Suppose a spider was able to create one thread that would extend from the top-right back corner of its tank to the bottom-left front corner. Approximately how long would that thread need to be for the tank below? The path of the spider's thread is shown with a red dotted line. Round your answer to the nearest tenth of an inch. With numbers of 35in,16in and 12in. The diagonal of the bottom of the tank is how many inches? To the nearest tenth of an inch, the length of the spider's thread is how many inches?
To find the length of the spider's thread, we can use the Pythagorean theorem. Let's label the dimensions of the tank as follows:
- The length of the tank from the top-right back corner to the bottom-left front corner is 35 inches (let's call this dimension A).
- The width of the tank from the top-left back corner to the bottom-right front corner is 16 inches (let's call this dimension B).
- The height of the tank from the bottom-left back corner to the top-right front corner is 12 inches (let's call this dimension C).

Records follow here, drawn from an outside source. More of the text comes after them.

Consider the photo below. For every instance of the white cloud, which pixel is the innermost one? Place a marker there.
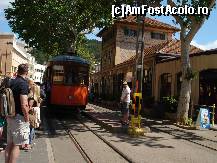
(210, 45)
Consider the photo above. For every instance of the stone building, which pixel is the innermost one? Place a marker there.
(13, 53)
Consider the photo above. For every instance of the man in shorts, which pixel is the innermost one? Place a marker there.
(18, 126)
(125, 102)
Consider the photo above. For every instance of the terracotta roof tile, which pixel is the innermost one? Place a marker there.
(149, 22)
(172, 47)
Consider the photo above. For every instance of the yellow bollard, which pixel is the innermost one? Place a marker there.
(135, 128)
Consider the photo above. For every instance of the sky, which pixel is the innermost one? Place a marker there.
(206, 38)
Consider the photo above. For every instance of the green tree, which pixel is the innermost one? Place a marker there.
(56, 25)
(190, 25)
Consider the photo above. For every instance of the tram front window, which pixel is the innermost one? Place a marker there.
(58, 74)
(76, 76)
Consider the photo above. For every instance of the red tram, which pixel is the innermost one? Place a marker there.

We can see that the diagonal of the bottom of the tank forms the hypotenuse of a right triangle with dimensions A and B. Therefore, we can use the Pythagorean theorem to find the length of the diagonal:
Diagonal of the bottom = √(A^2 + B^2)
Diagonal of the bottom = √(35^2 + 16^2)
Diagonal of the bottom = √(1225 + 256)
Diagonal of the bottom = √1481
Diagonal of the bottom ≈ 38.5 inches (rounded to the nearest tenth)
Now, to find the length of the spider's thread, we need to consider the hypotenuse of a right triangle with dimensions A, B, and C. We can use the Pythagorean theorem again:
Length of the spider's thread = √(A^2 + B^2 + C^2)
Length of the spider's thread = √(35^2 + 16^2 + 12^2)
Length of the spider's thread = √(1225 + 256 + 144)
Length of the spider's thread = √(1625)
Length of the spider's thread ≈ 40.3 inches (rounded to the nearest tenth)
So, the diagonal of the bottom of the tank is approximately 38.5 inches and the length of the spider's thread is approximately 40.3 inches.